Zinc titanate
- Names: Other names Zinc titanium oxide

Identifiers
- CAS Number: 12036-43-0;
- 3D model (JSmol): Interactive image;
- ChemSpider: 21241757;
- EC Number: 234-850-0;
- PubChem CID: 56846072;
- UNII: Q7BZ613DTN;
- CompTox Dashboard (EPA): DTXSID90923355 ;

Properties
- Chemical formula: ZnTiO_{3}
- Molar mass: 161.24 g/mol
- Appearance: White powder
- Solubility in water: Insoluble
- Hazards: GHS labelling:
- Pictograms: GHS07: Exclamation mark
- Signal word: Warning
- Hazard statements: H302, H331
- Precautionary statements: P260, P261
- NFPA 704 (fire diamond): 1 0 0
- Flash point: None

= Zinc titanate =

Zinc titanate, also known as zinc titanium oxide, is an inorganic compound existing in three major forms: ZnTiO_{3} (ZnO-TiO_{2}), Zn_{2}TiO_{4} (2ZnO-TiO_{2}) and Zn_{2}Ti_{3}O_{8} (2ZnO-3TiO_{2}). It is used as a regenerable catalyst, a pigment and a sorbent of sulfur compounds at elevated temperatures. It is a white powder that is insoluble in water.

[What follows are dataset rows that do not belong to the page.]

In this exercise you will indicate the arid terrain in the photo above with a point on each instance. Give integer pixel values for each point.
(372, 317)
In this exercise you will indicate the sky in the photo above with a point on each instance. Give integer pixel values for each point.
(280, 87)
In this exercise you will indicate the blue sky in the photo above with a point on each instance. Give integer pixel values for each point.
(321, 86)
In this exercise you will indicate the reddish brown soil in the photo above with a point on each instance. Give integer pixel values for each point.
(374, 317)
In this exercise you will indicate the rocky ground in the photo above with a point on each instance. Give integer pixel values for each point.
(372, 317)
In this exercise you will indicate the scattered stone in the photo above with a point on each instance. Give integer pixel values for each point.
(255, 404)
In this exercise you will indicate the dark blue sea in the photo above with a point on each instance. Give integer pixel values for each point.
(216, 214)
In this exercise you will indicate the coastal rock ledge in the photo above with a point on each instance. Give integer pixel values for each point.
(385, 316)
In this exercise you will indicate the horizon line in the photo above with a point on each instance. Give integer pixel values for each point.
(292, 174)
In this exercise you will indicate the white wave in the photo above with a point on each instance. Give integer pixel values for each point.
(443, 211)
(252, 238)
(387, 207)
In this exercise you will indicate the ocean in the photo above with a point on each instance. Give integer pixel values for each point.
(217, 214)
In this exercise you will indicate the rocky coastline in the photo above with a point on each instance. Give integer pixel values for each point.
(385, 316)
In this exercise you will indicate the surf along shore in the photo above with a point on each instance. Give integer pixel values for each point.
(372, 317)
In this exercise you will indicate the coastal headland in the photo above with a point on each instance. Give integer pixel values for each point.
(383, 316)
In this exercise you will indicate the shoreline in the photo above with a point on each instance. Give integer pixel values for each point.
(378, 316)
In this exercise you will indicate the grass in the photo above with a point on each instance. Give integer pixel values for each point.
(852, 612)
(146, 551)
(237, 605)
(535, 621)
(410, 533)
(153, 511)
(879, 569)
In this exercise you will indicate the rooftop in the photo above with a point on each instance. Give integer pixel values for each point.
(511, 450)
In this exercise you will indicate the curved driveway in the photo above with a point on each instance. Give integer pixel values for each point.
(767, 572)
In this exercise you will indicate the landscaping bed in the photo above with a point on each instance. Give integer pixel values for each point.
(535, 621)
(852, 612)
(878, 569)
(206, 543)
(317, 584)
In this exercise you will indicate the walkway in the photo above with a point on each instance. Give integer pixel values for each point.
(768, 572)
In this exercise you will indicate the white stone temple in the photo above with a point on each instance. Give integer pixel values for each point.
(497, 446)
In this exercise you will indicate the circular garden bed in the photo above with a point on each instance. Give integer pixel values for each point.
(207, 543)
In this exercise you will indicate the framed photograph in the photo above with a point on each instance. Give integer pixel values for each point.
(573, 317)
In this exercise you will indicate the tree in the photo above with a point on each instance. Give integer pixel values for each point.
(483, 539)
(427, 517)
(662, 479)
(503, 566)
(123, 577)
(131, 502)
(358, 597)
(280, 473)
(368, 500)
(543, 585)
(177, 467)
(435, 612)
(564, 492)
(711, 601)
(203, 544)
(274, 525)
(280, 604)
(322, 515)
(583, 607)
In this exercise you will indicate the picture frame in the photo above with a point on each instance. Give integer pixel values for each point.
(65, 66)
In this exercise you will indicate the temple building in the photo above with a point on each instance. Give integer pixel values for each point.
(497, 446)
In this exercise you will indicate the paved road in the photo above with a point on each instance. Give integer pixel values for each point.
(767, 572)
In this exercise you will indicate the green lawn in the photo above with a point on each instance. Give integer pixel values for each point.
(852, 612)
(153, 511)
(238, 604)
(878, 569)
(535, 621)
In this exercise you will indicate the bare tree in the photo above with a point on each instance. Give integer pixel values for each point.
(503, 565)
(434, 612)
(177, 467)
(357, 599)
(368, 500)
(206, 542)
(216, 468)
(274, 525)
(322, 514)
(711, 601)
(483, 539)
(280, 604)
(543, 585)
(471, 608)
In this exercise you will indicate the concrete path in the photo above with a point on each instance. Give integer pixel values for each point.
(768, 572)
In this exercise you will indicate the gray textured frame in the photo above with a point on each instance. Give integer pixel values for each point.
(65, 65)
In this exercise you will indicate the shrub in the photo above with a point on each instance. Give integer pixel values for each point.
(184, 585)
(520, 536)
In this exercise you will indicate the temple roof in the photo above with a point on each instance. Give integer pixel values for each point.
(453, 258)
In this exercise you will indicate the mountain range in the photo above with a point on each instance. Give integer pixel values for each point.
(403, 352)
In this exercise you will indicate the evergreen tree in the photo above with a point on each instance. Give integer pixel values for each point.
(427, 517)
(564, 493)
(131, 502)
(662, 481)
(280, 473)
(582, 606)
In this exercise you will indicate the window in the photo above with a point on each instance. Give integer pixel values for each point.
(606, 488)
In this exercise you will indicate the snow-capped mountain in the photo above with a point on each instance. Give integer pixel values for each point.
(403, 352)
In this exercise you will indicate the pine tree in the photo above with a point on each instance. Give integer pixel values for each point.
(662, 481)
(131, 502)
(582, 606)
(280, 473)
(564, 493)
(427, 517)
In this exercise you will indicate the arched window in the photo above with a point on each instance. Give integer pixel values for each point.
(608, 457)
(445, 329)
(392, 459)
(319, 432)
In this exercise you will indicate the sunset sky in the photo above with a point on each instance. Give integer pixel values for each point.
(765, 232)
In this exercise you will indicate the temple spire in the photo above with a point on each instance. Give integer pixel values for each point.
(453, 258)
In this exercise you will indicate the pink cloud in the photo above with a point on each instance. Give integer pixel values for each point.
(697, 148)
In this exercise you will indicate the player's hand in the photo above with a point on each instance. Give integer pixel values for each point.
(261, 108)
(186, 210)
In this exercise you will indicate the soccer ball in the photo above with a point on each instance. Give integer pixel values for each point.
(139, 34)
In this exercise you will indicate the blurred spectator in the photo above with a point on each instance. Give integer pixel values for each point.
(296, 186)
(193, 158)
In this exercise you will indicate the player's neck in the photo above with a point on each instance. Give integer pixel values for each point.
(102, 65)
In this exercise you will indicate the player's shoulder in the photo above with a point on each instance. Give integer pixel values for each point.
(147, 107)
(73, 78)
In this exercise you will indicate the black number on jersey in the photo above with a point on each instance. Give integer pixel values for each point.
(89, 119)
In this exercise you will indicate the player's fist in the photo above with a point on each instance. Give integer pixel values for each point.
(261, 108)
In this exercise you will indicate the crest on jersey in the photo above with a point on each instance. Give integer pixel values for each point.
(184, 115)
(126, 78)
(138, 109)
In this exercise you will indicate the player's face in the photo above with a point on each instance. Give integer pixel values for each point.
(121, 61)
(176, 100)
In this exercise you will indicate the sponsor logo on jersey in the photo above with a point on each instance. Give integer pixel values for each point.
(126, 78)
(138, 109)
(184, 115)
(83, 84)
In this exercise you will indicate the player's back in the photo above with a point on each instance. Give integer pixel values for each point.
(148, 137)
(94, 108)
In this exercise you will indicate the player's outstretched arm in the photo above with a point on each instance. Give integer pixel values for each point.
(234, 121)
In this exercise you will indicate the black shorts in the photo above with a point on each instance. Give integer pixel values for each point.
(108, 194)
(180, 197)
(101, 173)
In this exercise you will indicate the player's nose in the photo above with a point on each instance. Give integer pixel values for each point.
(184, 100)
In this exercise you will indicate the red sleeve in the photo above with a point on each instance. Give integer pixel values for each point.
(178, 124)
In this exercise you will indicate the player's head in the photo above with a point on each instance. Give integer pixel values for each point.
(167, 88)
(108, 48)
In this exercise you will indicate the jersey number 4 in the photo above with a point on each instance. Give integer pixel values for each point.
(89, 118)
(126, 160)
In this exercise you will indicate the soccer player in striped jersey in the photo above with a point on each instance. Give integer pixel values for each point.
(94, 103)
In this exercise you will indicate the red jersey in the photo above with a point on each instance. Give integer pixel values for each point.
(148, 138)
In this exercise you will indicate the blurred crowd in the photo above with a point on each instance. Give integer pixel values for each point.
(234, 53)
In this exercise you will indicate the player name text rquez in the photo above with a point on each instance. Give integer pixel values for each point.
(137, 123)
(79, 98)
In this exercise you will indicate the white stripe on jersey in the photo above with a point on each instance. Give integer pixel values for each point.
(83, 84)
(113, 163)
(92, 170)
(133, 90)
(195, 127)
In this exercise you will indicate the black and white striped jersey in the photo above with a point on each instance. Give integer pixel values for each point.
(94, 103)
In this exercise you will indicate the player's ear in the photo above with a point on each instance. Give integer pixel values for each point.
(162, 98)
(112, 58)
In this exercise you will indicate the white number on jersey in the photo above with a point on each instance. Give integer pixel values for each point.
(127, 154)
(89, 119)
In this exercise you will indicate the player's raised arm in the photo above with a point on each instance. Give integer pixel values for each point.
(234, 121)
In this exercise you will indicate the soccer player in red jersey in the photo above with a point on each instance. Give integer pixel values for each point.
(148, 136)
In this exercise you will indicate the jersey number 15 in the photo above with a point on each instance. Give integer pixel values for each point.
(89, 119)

==Synthesis and properties==
The ZnTiO_{3}, Zn_{2}TiO_{4} and Zn_{2}Ti_{3}O_{8} forms crystallize in hexagonal, cubic (inverse spinel) and cubic structures, respectively. They can be produced by heating a mixture of ZnO and TiO_{2} powders or processing it with a ball mill. Zn_{2}Ti_{3}O_{8} forms at lowest temperatures, followed by ZnTiO_{3} and then Zn_{2}TiO_{4}; the last phase dominates at temperatures above 1000 °C.